The program mostly financed by the World Bank aims to boost meat and milk production and improve pasture management in those impoverished communities that are home to roughly 78,000 people. Much of that assistance is to be channeled into local infrastructures through agricultural cooperatives which the bank and the Armenian government hope will be formed by farmers.
Some 50 farmers in the village of Berdashen were the first to set up such a cooperative and thus qualify for the scheme. The village lies in the northwestern corner of Armenia bordering Turkey and Georgia. Cattle raising is the principal agricultural activity in the mountainous area known for harsh winters.
Sarkisian personally drove to Berdashen on Wednesday to congratulate its residents and pledge support for their joint work.

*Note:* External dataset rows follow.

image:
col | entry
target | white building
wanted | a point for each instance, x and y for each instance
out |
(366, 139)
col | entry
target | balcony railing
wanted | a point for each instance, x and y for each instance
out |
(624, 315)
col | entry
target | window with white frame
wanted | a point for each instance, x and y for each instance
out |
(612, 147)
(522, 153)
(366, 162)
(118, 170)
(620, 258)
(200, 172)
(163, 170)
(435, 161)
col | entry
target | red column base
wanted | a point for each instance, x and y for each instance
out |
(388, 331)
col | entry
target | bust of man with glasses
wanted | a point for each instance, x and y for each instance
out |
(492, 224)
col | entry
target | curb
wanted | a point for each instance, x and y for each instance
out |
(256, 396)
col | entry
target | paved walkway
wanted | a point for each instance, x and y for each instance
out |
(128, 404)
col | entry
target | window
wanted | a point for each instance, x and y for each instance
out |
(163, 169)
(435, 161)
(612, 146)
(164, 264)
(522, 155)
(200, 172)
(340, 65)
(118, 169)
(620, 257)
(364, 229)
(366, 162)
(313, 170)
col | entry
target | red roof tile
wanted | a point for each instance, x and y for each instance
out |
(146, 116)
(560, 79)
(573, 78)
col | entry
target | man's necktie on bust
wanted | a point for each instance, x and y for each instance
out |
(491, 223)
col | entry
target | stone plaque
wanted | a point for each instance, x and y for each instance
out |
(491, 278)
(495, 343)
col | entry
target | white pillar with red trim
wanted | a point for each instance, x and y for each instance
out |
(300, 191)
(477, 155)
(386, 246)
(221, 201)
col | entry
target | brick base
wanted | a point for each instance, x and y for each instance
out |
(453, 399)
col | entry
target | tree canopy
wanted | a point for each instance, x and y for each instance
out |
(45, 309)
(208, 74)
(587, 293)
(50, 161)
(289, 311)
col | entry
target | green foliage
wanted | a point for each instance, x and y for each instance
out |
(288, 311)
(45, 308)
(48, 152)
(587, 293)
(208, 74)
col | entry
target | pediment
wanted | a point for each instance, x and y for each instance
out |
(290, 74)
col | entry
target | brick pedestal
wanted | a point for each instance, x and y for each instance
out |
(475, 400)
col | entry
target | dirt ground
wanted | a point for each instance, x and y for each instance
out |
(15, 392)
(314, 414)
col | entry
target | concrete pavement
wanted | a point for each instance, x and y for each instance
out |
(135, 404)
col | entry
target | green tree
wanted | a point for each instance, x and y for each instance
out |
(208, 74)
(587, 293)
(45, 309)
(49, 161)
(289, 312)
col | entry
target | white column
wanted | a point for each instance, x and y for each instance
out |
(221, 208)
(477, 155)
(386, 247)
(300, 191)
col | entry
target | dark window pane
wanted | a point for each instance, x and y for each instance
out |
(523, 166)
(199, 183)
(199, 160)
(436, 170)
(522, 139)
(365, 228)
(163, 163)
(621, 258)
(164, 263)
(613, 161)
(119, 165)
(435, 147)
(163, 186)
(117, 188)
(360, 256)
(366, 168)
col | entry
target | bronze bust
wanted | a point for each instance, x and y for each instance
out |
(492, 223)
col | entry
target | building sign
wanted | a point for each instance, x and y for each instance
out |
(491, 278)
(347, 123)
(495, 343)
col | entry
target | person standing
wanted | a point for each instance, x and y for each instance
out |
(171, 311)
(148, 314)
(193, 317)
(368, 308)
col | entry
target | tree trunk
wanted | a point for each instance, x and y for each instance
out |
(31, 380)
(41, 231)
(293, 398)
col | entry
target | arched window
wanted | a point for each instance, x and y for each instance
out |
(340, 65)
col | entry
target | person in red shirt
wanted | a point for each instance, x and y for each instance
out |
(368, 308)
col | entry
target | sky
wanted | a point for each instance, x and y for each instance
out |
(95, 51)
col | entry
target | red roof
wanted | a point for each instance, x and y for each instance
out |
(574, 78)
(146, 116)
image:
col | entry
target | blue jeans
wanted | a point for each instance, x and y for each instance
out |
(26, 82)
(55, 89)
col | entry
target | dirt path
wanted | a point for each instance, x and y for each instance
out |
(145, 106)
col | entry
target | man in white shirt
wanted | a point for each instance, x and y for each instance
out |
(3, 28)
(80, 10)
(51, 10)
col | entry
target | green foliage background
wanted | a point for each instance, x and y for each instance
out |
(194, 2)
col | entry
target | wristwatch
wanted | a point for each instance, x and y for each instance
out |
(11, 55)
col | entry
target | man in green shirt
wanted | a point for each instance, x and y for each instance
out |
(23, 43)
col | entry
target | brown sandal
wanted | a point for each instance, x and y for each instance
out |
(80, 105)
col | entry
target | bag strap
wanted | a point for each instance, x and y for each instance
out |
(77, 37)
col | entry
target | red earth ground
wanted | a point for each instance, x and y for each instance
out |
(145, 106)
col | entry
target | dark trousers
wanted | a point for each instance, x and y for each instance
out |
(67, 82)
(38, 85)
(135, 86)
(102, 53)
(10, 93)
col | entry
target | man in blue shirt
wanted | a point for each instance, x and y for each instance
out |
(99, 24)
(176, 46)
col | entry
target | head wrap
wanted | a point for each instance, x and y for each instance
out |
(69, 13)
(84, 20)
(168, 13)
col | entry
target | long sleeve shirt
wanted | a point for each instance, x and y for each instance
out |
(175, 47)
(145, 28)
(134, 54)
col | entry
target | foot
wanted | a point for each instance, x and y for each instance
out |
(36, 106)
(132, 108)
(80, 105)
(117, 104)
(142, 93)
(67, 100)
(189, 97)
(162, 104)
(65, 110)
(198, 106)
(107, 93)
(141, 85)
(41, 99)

Citing research conducted by World Bank experts, he said their average income will rise by at least 20 percent within a year or so.
Officials accompanying the prime minister said the local cooperative will receive 87 drams ($232,000) worth of assistance. They said it will be spent on the purchase of agricultural equipment and the construction of milk storage and cattle reproduction facilities as well as a slaughterhouse in Berdashen.
“The state is doing what it can,” Sarkisian told journalists. “When our resources increase we try to channel our financial assistance into the most disadvantaged regions.”
“Obviously, it’s not possible to solve all problems at once,” he said. “We can’t fully repair the local roads and school at once. But we are convinced that thanks to these investments living standards in this region will improve every year.”
The livestock farming scheme is part of the government’s broader efforts to reverse a slump in agriculture that was registered last year due to highly unfavorable weather conditions. The sector generating approximately one-fifth of Armenia’s Gross Domestic Product contracted by over 14 percent.